Qu’est-ce qu’un certificat d’économie d’énergie ?

Introduits par la loi n° 2005-781 du 13 juillet 2005 dite de « Programmation fixant les Orientations de la Politique Énergétique » (POPE), les Certificats d’Économie d’Énergie (CEE) constituent un dispositif destiné à permettre la réalisation d’économies d’énergie dans de très nombreux secteurs : résidentiel, tertiaire, industrie, agriculture, réseaux et transport.

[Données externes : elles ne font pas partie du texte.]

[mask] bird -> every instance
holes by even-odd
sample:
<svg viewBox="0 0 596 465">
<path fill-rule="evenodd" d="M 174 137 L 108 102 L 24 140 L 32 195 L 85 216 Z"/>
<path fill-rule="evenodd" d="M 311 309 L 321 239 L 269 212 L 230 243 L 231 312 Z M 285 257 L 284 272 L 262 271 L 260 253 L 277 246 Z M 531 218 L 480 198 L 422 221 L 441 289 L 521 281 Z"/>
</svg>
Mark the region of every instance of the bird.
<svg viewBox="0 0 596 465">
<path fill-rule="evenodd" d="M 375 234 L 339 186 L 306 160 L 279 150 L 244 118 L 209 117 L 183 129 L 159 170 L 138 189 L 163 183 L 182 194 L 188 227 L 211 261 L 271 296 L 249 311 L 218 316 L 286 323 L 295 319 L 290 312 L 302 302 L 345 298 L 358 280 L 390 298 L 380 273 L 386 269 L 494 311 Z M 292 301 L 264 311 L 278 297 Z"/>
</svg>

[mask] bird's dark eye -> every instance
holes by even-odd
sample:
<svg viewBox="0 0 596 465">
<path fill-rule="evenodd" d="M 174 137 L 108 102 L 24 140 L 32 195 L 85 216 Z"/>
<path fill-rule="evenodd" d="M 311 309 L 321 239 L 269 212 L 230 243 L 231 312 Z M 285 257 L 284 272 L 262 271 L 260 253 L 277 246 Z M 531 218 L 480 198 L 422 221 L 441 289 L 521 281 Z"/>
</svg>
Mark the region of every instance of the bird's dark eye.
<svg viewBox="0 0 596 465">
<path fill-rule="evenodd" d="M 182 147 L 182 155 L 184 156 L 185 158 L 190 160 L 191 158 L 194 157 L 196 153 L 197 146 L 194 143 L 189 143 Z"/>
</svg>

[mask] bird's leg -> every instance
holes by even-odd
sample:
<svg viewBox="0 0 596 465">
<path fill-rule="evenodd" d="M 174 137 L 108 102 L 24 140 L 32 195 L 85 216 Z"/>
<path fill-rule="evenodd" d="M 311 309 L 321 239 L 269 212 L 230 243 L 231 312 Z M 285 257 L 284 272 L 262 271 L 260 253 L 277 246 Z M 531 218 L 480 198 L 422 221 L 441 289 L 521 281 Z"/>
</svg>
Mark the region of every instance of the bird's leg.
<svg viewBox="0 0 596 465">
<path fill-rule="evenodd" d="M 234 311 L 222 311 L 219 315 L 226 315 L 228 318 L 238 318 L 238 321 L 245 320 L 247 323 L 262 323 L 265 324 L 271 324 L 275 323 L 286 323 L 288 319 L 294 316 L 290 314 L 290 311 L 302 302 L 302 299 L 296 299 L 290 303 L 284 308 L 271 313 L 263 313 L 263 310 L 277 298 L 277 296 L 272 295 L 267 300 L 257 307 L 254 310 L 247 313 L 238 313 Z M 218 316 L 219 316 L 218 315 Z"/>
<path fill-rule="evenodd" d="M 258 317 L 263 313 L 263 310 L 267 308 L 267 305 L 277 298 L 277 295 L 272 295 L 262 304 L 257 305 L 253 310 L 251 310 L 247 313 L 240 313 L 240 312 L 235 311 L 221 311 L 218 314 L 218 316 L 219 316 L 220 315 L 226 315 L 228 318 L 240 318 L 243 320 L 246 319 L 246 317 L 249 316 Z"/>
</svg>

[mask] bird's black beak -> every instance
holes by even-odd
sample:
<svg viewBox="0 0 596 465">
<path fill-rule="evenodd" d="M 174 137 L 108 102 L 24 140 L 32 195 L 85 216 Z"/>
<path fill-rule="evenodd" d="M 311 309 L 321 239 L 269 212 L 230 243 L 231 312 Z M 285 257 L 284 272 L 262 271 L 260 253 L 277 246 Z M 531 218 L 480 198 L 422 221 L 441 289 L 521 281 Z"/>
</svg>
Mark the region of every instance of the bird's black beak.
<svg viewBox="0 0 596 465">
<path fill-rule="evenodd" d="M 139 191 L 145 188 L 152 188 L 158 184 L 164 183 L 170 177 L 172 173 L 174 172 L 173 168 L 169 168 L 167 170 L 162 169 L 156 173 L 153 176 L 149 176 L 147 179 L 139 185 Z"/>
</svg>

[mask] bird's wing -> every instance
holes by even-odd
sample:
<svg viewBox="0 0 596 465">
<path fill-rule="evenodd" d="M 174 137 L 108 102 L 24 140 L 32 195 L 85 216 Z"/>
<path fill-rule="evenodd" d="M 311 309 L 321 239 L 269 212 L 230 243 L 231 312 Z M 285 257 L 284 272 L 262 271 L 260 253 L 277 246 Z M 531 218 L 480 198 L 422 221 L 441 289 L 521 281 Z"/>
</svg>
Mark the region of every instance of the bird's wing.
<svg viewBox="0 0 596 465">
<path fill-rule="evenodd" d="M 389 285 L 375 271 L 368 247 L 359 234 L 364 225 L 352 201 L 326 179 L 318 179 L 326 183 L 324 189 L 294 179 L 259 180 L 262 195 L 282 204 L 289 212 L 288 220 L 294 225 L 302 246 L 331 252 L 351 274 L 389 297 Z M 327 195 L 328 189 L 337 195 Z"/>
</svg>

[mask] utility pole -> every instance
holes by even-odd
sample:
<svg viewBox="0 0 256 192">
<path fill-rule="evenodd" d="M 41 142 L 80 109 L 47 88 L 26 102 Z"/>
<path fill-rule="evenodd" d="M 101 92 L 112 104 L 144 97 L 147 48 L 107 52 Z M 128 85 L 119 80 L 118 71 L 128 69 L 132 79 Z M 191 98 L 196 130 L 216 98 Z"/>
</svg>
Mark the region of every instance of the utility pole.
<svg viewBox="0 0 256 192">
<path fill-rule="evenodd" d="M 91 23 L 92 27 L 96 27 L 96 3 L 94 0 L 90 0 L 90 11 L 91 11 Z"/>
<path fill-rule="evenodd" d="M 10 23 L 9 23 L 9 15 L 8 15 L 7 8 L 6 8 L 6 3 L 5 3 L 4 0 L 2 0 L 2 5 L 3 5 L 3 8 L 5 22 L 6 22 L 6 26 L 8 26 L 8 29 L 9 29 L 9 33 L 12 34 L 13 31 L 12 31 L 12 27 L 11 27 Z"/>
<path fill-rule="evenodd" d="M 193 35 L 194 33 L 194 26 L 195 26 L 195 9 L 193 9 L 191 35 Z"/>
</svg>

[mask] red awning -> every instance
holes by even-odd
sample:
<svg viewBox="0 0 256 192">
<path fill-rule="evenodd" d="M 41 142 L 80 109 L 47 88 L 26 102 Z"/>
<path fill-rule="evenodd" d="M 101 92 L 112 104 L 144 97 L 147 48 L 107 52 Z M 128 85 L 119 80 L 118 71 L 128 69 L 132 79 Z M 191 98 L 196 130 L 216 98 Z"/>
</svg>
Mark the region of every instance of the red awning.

Ainsi, par période de trois ans, l’État impose aux fournisseurs d’énergie et distributeurs de carburants, (les obligés) de faire réaliser un certain volume d’économies d’énergie (l’obligation) à des bénéficiaires (ménages, collectivités, entreprises, etc.). L’ensemble étant matérialisé par des Certificats d’Économie d’Énergie. En outre, d’autres acteurs non obligés peuvent obtenir des CEE pour leurs opérations d’économies d’énergie : les éligibles.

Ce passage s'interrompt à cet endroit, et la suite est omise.